Run reconciliation directly from the central Compare environment.
Direct Database Connections keep the topology simple. Compare opens source and target connections itself, which shortens onboarding when network access is already available and the workload stays within a manageable range.
How it works
In direct mode, the Compare service connects to both database endpoints and coordinates the full validation flow centrally.
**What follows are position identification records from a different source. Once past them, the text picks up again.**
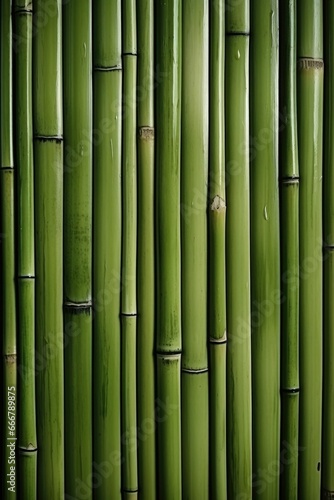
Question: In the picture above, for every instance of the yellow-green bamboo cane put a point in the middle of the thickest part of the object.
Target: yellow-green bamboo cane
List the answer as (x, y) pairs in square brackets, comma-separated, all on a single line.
[(327, 467), (107, 130), (289, 223), (194, 147), (265, 264), (168, 248), (145, 249), (309, 107), (129, 253), (77, 56), (239, 415), (7, 235), (216, 257), (48, 155), (27, 442)]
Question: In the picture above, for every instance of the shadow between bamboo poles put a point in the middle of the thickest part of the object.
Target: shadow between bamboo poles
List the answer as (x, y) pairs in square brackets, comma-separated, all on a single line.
[(310, 115), (265, 259), (107, 127), (238, 378), (77, 57), (216, 256), (327, 468), (168, 248), (8, 253)]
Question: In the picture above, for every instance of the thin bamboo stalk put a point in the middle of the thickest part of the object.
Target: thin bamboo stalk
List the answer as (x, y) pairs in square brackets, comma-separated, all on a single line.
[(310, 114), (145, 249), (107, 128), (216, 268), (48, 154), (129, 253), (327, 474), (194, 178), (77, 56), (265, 264), (168, 239), (289, 223), (26, 422), (7, 230), (239, 416)]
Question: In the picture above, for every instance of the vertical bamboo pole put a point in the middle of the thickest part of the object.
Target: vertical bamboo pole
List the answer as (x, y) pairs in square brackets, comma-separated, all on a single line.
[(327, 475), (239, 421), (145, 272), (129, 253), (168, 257), (77, 55), (216, 268), (265, 274), (194, 134), (289, 223), (310, 107), (107, 133), (7, 230), (27, 442), (48, 153)]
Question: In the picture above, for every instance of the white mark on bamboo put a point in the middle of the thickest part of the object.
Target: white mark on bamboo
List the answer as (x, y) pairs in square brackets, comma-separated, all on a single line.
[(218, 204)]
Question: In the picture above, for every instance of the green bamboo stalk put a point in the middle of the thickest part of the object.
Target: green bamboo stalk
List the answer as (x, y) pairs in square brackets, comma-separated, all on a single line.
[(27, 439), (195, 414), (289, 224), (7, 230), (168, 256), (77, 57), (145, 249), (265, 283), (310, 111), (239, 416), (216, 268), (129, 254), (107, 127), (48, 153), (327, 474)]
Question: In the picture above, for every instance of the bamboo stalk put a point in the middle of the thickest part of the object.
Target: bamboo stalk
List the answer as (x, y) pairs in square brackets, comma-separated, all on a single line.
[(327, 474), (216, 268), (265, 274), (239, 421), (26, 422), (7, 230), (310, 107), (129, 254), (107, 127), (289, 224), (77, 246), (145, 254), (194, 177), (168, 256)]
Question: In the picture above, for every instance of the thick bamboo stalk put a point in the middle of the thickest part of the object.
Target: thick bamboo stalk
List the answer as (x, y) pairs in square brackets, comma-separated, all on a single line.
[(216, 268), (310, 106), (107, 126), (265, 265), (327, 468), (26, 421), (8, 251), (239, 395), (129, 253), (194, 119), (48, 153), (77, 55), (145, 249), (289, 224), (168, 256)]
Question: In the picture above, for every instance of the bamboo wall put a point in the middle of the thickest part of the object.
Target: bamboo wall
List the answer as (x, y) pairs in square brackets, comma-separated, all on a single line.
[(166, 249)]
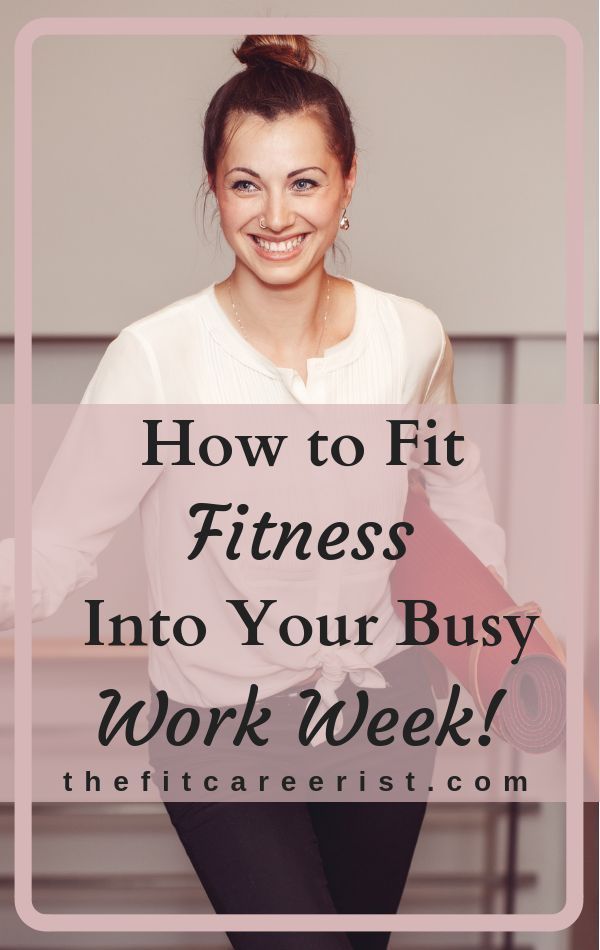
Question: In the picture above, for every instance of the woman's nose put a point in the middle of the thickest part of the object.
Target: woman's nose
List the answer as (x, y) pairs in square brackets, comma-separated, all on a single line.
[(277, 213)]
This reduces the amount of moving infrastructure, but it also means the network path between Compare and each database must support the workload end to end.
| Aspect | Direct Database Connections |
|---|---|
| Topology | The main Compare environment connects directly to source and target endpoints. |
| Operational advantage | Fast onboarding, fewer components, and a simpler support model. |
| Main constraint | Higher network traffic and greater exposure to engine-specific sorting differences. |
| Typical fit | Smaller or medium reconciliation scopes in stable, well-connected environments. |
Best-fit scenarios
Fast delivery matters more than deep infrastructure tuning
Use direct mode when the team wants the shortest path from configuration to the first valid reconciliation run.
The Compare host already has reliable access to both databases
Direct mode works best when routing, firewall rules, and latency are already understood and accepted operationally.
The comparison scope stays reasonably compact
Moderate table sizes and predictable workloads are easier to handle without moving compute closer to the databases.
Setup checklist
Confirm endpoint reachability
Make sure the central Compare environment can reach both database hosts and ports.
Configure database credentials
Use accounts with the minimum privileges required for reading and validating the selected scope.
Run connection validation
Check both endpoints with Test Connection before moving into mapping and comparison rules.
Verify sorting-sensitive tables early
Review representative tables when source and target engines differ in collation or ordering behavior.
Move to Agent-Based Connections when row volumes grow, cross-environment latency becomes expensive, or database-specific sorting behavior starts to create avoidable comparison noise.